50 September 2011

It was a very strange feeling, sitting up near the front of the Condor car ferry as we approached Poole harbour on this Sunday afternoon, with the seriously swanky homes of Sandbanks lining the entire waterfront to the right. Some of the most expensive properties in the UK, and anyone with a ferry ticket and a pair of binoculars could peep right into their living rooms — or bedrooms if that was your thing.

They’d have a great view today, on this glorious afternoon, with barely a cloud in the sky.

Suddenly I had a thought. What if I had a pair of binoculars and could stare into Roy’s living room right now? What would I see? Four years on?

Would I see him with a new woman?

And if I did, how would I feel about that?

Something twisted deep inside me. I suddenly felt like when I was in need of my next drugs fix. As if all the lights in the universe had been extinguished.

I didn’t want to think of it, of Roy with someone else.

But could I blame him?

Did I actually want to wish some kind of curse on him, banishing him to life on his own, a life of celibacy, a life of — what exactly? A life of darkness, of never-ending missing me?

Maybe he’d already forgotten about me?

Maybe if I looked through the window of our house — home — with those binoculars, I would see him with a beautiful new lady, a couple of kids, playing one of his beloved collection of 45rpm vinyls.

And how would I feel about that, about seeing him happy?

The hollow feeling of dread in the pit of my stomach told me exactly how I would feel.

Bruno, on the seat beside me, was absorbed in a comic. It was a big deal returning to England after all this time. It may not seem a long while to have been away, but it was over three years that I had lived abroad, in Jersey. My car, down on Deck B, was on Jersey plates and Sandra Jones had a Jersey licence.

She had a whole different past to Sandy Grace, too. I’d figured that, even before Nicos had told me to think about it. I was Sandra Jones, from Battersea, London, where I had been working as a receptionist in a large doctors’ practice before moving to Jersey to be with my boyfriend, Nicos Christoforou, who worked in the finance industry for a trust company. That was his cover. Half the people on the island seemed to work for trust companies. Just saying the words ‘trust company was a great way to cauterize the trailing ends of any awkward conversation about what he actually did.

The shore was getting closer and larger, the reverse of it shrinking beneath my window when I had left this island on a private jet three years back. And I felt increasingly nervous. What if I got pulled over by a passport officer because they’d spotted an anomaly?

Don’t be daft, I told myself. I’d already used the passport on countless trips with Nicos and it had never been questioned. But there was one thing I did need to do. Bruno unintentionally prompted me, ‘Mama, I need a peepee.’

I climbed out of my seat, a little unsteady on my legs as the boat rolled in the swell, and gripped the handrail with one hand and Bruno’s arm with the other. Then I made my way to the ladies’ and locked us in a cubicle.

After Bruno had relieved himself, I took the powder compact out of my handbag, opened the clasp and stared at the contents. The powder. The horse. Nicos had given me this, thinking it would be sufficient to get me through the trip.

And, oh God, it was so tempting to keep it, to risk going through Customs with it, just to have a fix when I got to our hotel.

I stared at it.

Hesitating.

But I’d already made my decision. I had to stick to it. Had to. For Bruno.
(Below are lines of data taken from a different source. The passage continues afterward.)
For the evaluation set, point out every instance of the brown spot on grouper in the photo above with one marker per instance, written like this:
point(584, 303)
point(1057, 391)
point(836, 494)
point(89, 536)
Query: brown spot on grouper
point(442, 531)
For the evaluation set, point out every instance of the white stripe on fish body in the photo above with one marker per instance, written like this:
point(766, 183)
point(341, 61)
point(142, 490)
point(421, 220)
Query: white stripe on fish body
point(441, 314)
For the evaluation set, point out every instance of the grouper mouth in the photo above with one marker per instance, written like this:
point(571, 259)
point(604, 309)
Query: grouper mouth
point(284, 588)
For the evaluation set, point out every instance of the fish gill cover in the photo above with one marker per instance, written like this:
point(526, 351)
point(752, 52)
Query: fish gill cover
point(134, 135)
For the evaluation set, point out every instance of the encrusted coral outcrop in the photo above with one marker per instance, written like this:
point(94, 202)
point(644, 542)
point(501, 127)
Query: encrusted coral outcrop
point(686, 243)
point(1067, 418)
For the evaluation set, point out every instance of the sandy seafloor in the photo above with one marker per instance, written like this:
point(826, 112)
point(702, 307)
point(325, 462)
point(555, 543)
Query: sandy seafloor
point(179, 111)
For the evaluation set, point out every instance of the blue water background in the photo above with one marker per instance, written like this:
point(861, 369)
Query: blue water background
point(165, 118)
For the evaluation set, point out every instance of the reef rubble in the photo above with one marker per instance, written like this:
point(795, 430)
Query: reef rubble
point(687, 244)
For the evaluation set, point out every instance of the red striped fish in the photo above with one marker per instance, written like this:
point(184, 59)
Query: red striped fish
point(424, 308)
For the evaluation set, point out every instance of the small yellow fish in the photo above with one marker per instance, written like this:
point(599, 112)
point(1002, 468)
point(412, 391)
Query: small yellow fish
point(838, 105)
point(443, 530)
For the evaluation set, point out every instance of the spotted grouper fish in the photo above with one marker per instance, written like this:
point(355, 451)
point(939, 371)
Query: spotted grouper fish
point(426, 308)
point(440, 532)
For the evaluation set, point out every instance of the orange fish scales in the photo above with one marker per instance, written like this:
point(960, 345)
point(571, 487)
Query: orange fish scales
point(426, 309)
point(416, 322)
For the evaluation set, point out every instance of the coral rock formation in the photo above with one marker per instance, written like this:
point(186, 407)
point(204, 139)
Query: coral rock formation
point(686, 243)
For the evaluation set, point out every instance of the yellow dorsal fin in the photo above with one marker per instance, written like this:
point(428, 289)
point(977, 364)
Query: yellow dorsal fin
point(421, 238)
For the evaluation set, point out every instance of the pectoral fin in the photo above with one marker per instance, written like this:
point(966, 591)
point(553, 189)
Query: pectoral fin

He looks at me so trustingly sometimes, as he did just then. He thinks I’m so much a better person than I really am.

I took a deep breath and tipped the contents down the loo and flushed it while Bruno was distracted. Then we headed back outside and while he washed his hands at one basin I debated whether to wash the powder compact clean, but I decided not to take the risk of leaving any residue, and simply dumped it into a bin.

And it was like a huge weight suddenly floated away.

A couple of minutes later as I sat back down beside Bruno I felt so happy I hugged him. And even the grumpy look he gave me couldn’t dent my elation.